In desperation, I put a bit on the cake, hoping it will set in the manner of ice-magic touching ice-cream. No.
In further desperation, I start whisking icing sugar into it. Ah ha!! Success! Lovely texture, not quite tooth-achingly sweet, very white.
I put this on the cake. The previous, runny stuff slooshes off from beneath the new icing and onto the tray. I mop it up with half a roll of paper towel while the beloved, small and another LMF watch with a kind of amused horror. Frantic smoodging of icing continues. Cake ends up well covered, if not as perfectly pretty as I would have liked. In the meantime I have melted some extra dark chocolate and piped a message out onto some baking paper. Miraculously it has set and can even be extricated from the paper and transferred to the cake without stuffing it up irreparably. With zero time to spare, cake is complete.

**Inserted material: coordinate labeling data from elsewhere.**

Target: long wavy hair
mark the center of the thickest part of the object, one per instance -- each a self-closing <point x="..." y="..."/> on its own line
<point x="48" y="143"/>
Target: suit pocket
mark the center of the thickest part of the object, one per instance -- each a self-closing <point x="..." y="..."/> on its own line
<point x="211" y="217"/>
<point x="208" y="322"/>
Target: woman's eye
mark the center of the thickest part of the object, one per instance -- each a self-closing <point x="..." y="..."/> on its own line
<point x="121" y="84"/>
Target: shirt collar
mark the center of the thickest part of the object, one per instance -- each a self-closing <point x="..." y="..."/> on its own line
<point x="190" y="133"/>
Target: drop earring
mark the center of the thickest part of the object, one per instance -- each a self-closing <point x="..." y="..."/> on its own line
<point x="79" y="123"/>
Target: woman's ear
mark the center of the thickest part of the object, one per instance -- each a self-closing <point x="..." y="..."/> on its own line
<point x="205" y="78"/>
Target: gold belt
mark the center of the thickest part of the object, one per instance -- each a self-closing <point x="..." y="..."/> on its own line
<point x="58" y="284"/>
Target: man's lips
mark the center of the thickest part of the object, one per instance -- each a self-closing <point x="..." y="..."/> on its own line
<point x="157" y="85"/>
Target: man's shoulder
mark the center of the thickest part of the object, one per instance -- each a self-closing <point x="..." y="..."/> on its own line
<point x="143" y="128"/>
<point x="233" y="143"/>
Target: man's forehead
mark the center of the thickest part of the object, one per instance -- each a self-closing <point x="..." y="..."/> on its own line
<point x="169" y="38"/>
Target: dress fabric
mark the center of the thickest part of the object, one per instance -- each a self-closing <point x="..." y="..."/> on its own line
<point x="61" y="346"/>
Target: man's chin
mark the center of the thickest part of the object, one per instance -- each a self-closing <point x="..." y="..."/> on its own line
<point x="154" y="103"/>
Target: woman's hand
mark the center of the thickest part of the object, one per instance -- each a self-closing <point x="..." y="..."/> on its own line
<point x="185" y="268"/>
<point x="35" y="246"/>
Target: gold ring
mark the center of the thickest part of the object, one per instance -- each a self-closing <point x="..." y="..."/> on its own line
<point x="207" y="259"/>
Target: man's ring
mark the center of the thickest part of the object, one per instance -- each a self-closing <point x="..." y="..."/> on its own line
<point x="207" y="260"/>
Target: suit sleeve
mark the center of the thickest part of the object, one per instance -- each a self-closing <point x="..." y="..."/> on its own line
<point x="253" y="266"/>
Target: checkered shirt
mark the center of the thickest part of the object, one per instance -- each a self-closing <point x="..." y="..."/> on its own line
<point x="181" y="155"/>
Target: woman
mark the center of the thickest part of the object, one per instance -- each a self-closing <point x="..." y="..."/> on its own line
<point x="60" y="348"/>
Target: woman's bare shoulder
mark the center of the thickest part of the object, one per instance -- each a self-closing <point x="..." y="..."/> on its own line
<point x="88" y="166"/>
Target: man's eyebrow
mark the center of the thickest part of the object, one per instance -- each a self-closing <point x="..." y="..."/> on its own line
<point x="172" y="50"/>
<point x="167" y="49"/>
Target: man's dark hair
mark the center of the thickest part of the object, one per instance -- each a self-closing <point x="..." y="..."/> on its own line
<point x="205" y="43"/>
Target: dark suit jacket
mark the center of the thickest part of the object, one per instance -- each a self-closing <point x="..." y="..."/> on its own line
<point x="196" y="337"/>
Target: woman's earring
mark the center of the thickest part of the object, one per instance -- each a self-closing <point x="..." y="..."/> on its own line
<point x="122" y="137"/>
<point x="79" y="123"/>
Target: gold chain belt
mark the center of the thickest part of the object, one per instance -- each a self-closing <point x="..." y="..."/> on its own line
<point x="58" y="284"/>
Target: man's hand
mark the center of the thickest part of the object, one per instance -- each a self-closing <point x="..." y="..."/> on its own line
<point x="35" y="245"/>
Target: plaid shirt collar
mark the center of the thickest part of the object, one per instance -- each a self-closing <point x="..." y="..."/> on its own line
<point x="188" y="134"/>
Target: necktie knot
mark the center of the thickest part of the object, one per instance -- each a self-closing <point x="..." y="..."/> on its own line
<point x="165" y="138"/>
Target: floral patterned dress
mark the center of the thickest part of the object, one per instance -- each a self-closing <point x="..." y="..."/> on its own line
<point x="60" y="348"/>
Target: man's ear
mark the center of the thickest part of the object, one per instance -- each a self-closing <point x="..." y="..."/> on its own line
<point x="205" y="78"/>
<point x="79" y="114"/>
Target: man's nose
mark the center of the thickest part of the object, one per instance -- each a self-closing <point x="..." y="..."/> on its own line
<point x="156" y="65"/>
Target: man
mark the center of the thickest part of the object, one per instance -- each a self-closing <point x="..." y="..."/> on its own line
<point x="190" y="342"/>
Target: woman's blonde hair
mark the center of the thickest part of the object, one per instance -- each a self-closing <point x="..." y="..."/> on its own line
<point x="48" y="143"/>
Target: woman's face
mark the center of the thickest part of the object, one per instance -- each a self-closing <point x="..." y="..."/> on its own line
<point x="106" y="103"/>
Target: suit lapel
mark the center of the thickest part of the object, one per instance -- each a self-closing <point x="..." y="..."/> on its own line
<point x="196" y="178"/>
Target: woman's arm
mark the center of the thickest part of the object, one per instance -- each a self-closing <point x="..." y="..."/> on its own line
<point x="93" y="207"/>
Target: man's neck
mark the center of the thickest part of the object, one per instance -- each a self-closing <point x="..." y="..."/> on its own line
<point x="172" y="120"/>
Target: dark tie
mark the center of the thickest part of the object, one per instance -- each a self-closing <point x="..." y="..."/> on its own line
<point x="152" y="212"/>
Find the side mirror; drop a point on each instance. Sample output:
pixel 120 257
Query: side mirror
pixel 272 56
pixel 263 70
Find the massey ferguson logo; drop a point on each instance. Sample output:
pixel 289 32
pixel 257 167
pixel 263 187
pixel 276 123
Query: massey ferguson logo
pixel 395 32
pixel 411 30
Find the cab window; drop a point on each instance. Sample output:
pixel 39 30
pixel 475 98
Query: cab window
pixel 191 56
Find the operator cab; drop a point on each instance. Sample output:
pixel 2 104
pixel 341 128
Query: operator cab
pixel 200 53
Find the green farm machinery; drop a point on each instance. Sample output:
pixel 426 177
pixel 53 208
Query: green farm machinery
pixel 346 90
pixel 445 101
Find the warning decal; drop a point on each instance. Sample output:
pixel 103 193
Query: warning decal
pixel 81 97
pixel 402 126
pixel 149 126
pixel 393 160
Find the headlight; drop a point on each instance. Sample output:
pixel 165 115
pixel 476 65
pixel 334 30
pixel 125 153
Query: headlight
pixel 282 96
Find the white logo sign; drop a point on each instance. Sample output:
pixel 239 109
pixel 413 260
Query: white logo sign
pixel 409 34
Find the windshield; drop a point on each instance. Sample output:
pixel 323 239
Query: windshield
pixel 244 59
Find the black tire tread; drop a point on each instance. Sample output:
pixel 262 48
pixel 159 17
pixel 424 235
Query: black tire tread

Sadly I cannot show you a photo of the finished cakes in all their glory. For one thing, the hurried photo I took before we sprinted out the door was pretty appalling. More importantly, the anonymity of my LMF and her own beloved would be compromised. Best just to look at the second last photo and use your imagination. My last pieces of advice: if you want white chocolate just buy a block of Cadbury Dream. Then eat it. If you want glorious cake and mouthwatering ganache, use 70%+ dark eating chocolate, the tastiest you can afford.